Sono patetica, lo so, l'ho lasciato io ed è giusto che mi prenda le conseguenze. Ma io non volevo rincontrarlo, volevo lasciarmelo alle spalle, e a volte il destino è uno stronzo.

Passiamo dell'altro tempo riguardando la sua ricerca per poi prenderle entrambe e unirle insieme. Si fanno alla fine due ore piene fin quando non siamo sfiniti.

"Allora ci vediamo la prossima settimana e poi direi basta, ok?" propongo una volta che mi sono messa il cappotto e lo zaino in spalla.

"Ok", borbotta semplicemente, smettendo di guardarmi, inizia ad accendere la play station e a prendere il joystick.
Ovviamente non si degna di salutarmi.

Arrivo sulla soglia di camera sua quando mi pianto sul posto e mi giro verso di lui con un impeto di coraggio.

"Mi dispiace" sussurro senza rendermene conto.
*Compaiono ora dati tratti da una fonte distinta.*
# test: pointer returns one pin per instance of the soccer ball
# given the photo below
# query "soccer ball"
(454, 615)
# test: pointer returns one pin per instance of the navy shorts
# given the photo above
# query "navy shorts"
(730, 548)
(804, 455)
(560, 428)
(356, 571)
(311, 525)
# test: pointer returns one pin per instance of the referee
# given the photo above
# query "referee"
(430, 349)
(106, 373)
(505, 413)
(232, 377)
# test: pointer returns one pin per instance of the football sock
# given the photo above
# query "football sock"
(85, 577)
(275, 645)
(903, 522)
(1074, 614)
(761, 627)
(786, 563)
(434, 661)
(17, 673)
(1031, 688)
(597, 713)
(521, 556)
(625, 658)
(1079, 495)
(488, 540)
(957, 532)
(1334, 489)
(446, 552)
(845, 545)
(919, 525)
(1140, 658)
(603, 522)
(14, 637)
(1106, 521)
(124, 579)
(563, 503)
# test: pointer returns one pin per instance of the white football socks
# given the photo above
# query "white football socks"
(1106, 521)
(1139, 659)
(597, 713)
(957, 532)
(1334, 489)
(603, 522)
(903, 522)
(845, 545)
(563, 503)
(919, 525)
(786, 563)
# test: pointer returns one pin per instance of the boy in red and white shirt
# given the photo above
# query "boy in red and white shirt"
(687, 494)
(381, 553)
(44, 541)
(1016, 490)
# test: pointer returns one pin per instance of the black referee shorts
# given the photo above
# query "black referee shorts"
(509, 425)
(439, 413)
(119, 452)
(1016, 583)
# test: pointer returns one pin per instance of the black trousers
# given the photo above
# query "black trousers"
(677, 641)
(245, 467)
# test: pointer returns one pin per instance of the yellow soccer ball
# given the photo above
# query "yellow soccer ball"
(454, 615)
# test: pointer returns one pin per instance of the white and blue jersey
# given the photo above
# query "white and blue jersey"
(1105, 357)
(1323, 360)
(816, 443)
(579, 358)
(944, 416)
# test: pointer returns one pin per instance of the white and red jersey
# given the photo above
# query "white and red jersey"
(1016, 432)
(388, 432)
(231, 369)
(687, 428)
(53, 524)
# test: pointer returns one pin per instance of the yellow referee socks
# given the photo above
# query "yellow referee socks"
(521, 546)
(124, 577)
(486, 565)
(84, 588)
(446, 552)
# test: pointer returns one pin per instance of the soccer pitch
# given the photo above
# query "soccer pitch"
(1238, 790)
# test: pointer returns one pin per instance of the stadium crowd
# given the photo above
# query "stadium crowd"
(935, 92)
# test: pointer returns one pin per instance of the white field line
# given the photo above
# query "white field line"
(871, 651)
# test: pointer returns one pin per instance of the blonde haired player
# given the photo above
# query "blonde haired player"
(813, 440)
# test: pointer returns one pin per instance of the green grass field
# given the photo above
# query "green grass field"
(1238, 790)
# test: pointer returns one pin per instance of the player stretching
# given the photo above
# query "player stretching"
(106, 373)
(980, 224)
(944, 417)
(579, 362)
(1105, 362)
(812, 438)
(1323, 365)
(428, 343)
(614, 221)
Non ci credo nemmeno io di ciò che ho detto.

Sono stupida o cosa? Mi sta facendo soffrire in ogni modo possibile e ho anche il coraggio di chiedergli scusa?

Lui sembra sentirmi, gira il volto verso di me, sembra alquanto perso.

"Per cosa?" è confuso e come non dargliene atto.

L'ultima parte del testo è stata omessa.